# Thread: Calc2 - Dx with ln

1. ## Calc2 - Dx with ln

Find dr/dx if

r = (lnx)/((x^2)lnx^2) + ln(1/x)^3

r' = lnx(x^2 lnx^2)^-1 + 3ln(1/x)

r' = 1/x(x^2 lnx^2)^-1 - lnx(x^2 lnx^2)(2x/x^2) + 3x --> first term I used chain and product rules, but I'm not sure if I carried them out correctly.

then I tried to combine stuff...

r' = 1/(x(x^2lnx^2) - lnx(x^2 lnx^2)(2x/x^2) + 3 --> is this the correct answer? None of the examples I saw in class still had "ln" in the final answer so I wasn't sure if I messed something up... (a high probability scenario).

Thanks!

2. Originally Posted by littlejodo
Find dr/dx if

r = (lnx)/((x^2)lnx^2) + ln(1/x)^3

r' = lnx(x^2 lnx^2)^-1 + 3ln(1/x)

r' = 1/x(x^2 lnx^2)^-1 - lnx(x^2 lnx^2)(2x/x^2) + 3x --> first term I used chain and product rules, but I'm not sure if I carried them out correctly.

then I tried to combine stuff...

r' = 1/(x(x^2lnx^2) - lnx(x^2 lnx^2)(2x/x^2) + 3 --> is this the correct answer? None of the examples I saw in class still had "ln" in the final answer so I wasn't sure if I messed something up... (a high probability scenario).

Thanks!

$\displaystyle r = \frac{\ln x}{x^2 \ln (x^2)} + \ln \left( \frac{1}{x^3} \right)$

or

$\displaystyle r = \frac{\ln x}{x^2 \left( \ln x \right)^2}+ \left( \ln \frac{1}{x} \right) ^3$

3. so sorry!

Your first term is right in the first example. (ln(x)) / ((x^2)(ln(x^2)))

The second term is correct in the second example. + ln ((1/x)^3)

How do you make yours look like "normal" writing?

4. Originally Posted by littlejodo
so sorry!

Your first term is right in the first example. (ln(x)) / ((x^2)(ln(x^2)))

The second term is correct in the second example. + ln ((1/x)^3)

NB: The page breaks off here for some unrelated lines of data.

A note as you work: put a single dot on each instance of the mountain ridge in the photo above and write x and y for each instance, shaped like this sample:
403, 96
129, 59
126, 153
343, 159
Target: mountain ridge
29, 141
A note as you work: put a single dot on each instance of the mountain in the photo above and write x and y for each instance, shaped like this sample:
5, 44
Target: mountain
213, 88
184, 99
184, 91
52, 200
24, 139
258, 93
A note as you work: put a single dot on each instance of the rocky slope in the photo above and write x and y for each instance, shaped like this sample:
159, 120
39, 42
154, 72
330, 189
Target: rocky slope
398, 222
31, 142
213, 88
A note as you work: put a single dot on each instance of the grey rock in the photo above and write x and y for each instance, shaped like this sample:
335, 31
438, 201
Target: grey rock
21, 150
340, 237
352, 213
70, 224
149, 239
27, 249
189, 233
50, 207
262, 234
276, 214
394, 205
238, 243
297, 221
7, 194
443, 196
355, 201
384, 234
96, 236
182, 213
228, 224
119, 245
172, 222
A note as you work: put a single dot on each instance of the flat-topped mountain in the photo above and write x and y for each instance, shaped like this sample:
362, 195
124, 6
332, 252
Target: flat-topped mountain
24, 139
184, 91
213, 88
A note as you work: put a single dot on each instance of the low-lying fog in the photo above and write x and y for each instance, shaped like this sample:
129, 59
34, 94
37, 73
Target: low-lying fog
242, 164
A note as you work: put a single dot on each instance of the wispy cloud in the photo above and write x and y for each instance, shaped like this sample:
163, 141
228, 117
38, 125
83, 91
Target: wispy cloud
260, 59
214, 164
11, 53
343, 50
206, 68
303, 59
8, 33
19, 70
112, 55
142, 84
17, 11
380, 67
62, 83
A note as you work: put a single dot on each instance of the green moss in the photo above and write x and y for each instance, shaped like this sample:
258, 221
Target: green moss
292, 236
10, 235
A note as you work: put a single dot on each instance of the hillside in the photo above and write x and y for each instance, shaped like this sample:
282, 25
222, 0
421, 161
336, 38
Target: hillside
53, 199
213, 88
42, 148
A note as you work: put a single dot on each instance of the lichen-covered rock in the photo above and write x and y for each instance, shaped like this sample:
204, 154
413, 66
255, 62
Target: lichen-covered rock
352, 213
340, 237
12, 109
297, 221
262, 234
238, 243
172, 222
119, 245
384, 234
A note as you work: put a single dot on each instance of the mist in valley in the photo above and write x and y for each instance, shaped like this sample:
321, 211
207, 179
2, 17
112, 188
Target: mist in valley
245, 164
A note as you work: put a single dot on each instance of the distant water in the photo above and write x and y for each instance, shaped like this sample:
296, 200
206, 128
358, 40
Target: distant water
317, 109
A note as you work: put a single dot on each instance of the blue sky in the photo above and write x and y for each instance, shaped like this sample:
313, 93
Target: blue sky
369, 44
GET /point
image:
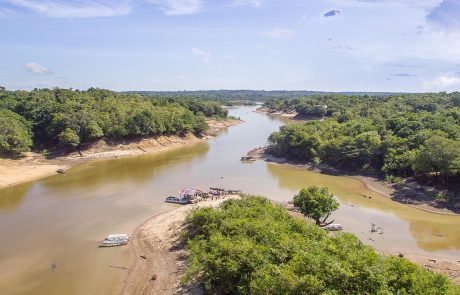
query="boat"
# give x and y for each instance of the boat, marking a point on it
(115, 240)
(247, 158)
(177, 200)
(186, 196)
(333, 227)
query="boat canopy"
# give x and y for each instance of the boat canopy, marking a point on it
(189, 192)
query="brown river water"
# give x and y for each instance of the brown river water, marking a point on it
(50, 228)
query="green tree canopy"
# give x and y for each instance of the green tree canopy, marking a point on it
(316, 202)
(15, 133)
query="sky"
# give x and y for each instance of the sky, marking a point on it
(321, 45)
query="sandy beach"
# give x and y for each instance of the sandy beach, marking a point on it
(159, 258)
(34, 166)
(374, 184)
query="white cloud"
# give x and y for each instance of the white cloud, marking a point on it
(79, 9)
(179, 7)
(255, 3)
(37, 68)
(204, 55)
(280, 33)
(442, 82)
(446, 15)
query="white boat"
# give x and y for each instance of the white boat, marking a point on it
(333, 227)
(115, 240)
(186, 196)
(247, 159)
(177, 200)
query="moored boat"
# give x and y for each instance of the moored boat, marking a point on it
(115, 240)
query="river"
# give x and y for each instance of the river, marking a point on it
(50, 228)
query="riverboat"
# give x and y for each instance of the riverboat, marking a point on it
(115, 240)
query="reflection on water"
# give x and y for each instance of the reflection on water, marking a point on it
(53, 225)
(11, 197)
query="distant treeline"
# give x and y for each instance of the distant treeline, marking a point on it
(245, 95)
(250, 246)
(401, 135)
(62, 117)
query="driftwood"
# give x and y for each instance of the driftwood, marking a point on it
(121, 267)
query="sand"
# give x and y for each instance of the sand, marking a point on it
(159, 256)
(34, 166)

How do you make yours look like "normal" writing?
So it's

$\displaystyle r = \frac{\ln x}{x^2 \ln (x^2)} + \left( \ln \frac{1}{x} \right) ^3$

First, simplify before differentiating. Note $\displaystyle \ln x^r = r \ln x$

so

$\displaystyle r = \frac{\ln x}{2 x^2 \ln x } + \left( - \ln x \right) ^3 = \frac{1}{2} x^{-2} - \left( \ln x \right) ^3$

so

$\displaystyle r' = - \frac{2}{2} x^{-3} - 3 \left( \ln x \right) ^2 \frac{1}{x} = - \frac{1}{x^3} - \frac{3}{x} \left( \ln x \right) ^2$

Making it "look nornal" - it's latex. There is a heading for this on the main page - have a look.